Commonwealth Secretary-General Designate, Rt Hon Patricia Scotland QC, has called for action to improve the educational attainment of women and girls.
Commonwealth Secretary-General Designate, Rt Hon Patricia Scotland QC, has called for action to improve the educational attainment of women and girls, vowing to make their empowerment a priority when she takes office on 1 April.
Addressing a Commonwealth Day seminar organised by the Council for Education in the Commonwealth, the Secretary-General Designate stressed that more must be done to improve the life chances of females if Commonwealth member countries, communities and businesses are to prosper.
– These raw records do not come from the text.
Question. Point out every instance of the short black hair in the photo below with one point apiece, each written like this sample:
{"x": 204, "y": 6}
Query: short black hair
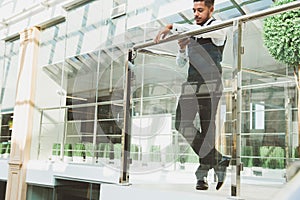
{"x": 208, "y": 3}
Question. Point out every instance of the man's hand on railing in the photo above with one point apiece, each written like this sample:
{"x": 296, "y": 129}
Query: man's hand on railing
{"x": 163, "y": 33}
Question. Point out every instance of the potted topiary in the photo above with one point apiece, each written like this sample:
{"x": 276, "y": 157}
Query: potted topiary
{"x": 67, "y": 152}
{"x": 282, "y": 39}
{"x": 56, "y": 152}
{"x": 89, "y": 152}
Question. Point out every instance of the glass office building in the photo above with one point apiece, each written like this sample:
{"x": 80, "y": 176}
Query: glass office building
{"x": 88, "y": 102}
“We know that an increase in female education tends to correlate with higher levels of development,” she said, pointing to troubling rates of illiteracy and limited access to education for millions of girls around the world. More than two-thirds of the more than 770 million illiterate people in the world are female.
“This is not just a problem for them, it is a problem for all of us, because whether we are boy, girl, man or woman we all live in the same world, and that world needs all the brain power, creativity and productivity it can get,” she said, quoting former Australian Prime Minister Julia Gillard.
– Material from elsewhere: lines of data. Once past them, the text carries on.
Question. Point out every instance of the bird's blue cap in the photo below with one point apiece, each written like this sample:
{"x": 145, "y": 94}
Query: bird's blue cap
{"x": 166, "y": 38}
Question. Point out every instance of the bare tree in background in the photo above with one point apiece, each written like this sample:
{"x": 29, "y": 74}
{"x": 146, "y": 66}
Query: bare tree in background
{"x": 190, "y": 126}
The Secretary-General Designate was born in Dominica and was the country's candidate at the Commonwealth Heads of Government Meeting in Malta last November. She will be the second Secretary-General from the Caribbean and the first woman to hold the post, succeeding Kamalesh Sharma, from India, who has held the post since 2008.
“As the first woman to be entrusted with the role of Commonwealth Secretary-General, I intend to make the role of women and women’s empowerment a big part of what I do,” she said.
In her address at the Commonwealth Day seminar, held in the UK Houses of Parliament, Patricia Scotland QC stressed that slow educational progress early in life has a huge impact on the prospects for women, and also holds back national economies and enterprises as talented individuals fail to rise through the workforce.
“The most successful businesses are those that have 50 percent men and 50 percent women. Gender equality actually drives wealth and best practice,” she stressed. “The challenge for us is, how do we make sure that ability and ingenuity comes to the fore? How do we squeeze all the talent from all our people?”
The Secretary-General Designate also highlighted the tragedy of domestic violence waged against women and girls, with one in three woman globally estimated to fall victim to physical abuse. “It detrimentally affects millions of children all over the world and it has a direct impact on the ability of those children to meet their developmental milestones both physically and educationally. Children who live with and suffer from domestic violence tend to underachieve in every form of test,” she said.
The Council for Education in the Commonwealth, a non-governmental organisation, promotes public discourse on education and training across the 53 countries of the Commonwealth. Its annual Commonwealth Day Westminster Seminar on 14 March drew inspiration from the association’s theme for 2016, ‘An Inclusive Commonwealth’, with speakers exploring the relationship between education, inclusion and equity.
Sonny Leong, Chair of the Council for Education in the Commonwealth, congratulated the Secretary-General Designate, just a fortnight before she takes over at the Commonwealth Secretariat. He also commended Secretary-General Kamalesh Sharma for his years of service, saying: “It must be said that he has been a great advocate for promoting Commonwealth principles and values.”
Other speakers at the Commonwealth Day seminar included Fatimah Kelleher, a consultant in international social development engaged in women’s rights activism, Stephen Woodhouse, Executive Director of the Kartika Soekarno Foundation for Indonesian children, and Dr Susie Miles, founder of the Enabling Education Network, which supports the inclusion of marginalised groups in education worldwide.